The impact is a toll on the physical, mental, emotional, spiritual and community health of Black Haligonians and Nova Scotians, she said.

Bernard lauded the municipality for taking progressive steps and for apologies for the Africville relocation and to the Black community by the police chief for historic racism and street checks. 

“I would encourage you when you are revisiting what you have already done, do that with a gap analysis and look at what still needs to be done,” she said.

Coun. Lindell Smith (Halifax Peninsula North), the lone African Nova Scotian voice on council, asked Bernard about the term All Lives Matter being offered as a response to the Black Lives Matter movement.

“When I hear the term All Lives Matter, it can almost set me into a bit of rage,” Bernard said. “It’s dismissing the reality, the need that is being spoken when people have to take to the streets to talk about the fact that Black Lives Matter, it means that we recognize full stop that those lives aren’t being taken seriously.

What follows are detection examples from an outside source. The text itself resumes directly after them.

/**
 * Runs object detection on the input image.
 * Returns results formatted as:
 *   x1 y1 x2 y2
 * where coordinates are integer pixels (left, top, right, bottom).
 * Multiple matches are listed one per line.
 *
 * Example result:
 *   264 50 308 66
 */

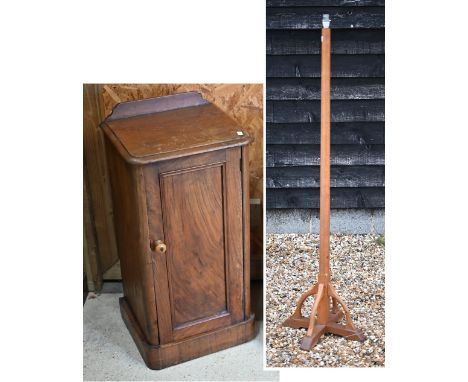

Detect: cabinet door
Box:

“For someone to say that all lives matter, it means they don’t understand it. They are not willing to see it, they are dismissing our reality.

“People are not protesting for the sake of protesting. They are looking at their elders, and yes, I am one of those, and they are saying ‘your methods haven’t worked well enough, your methods haven’t worked fast enough, your methods haven’t led to the fundamental change for the critical mass of our people.’”

Bernard said that message from young people tells her she has to push harder and do more because “people are putting themselves at risk to let the world know that Black lives matter.”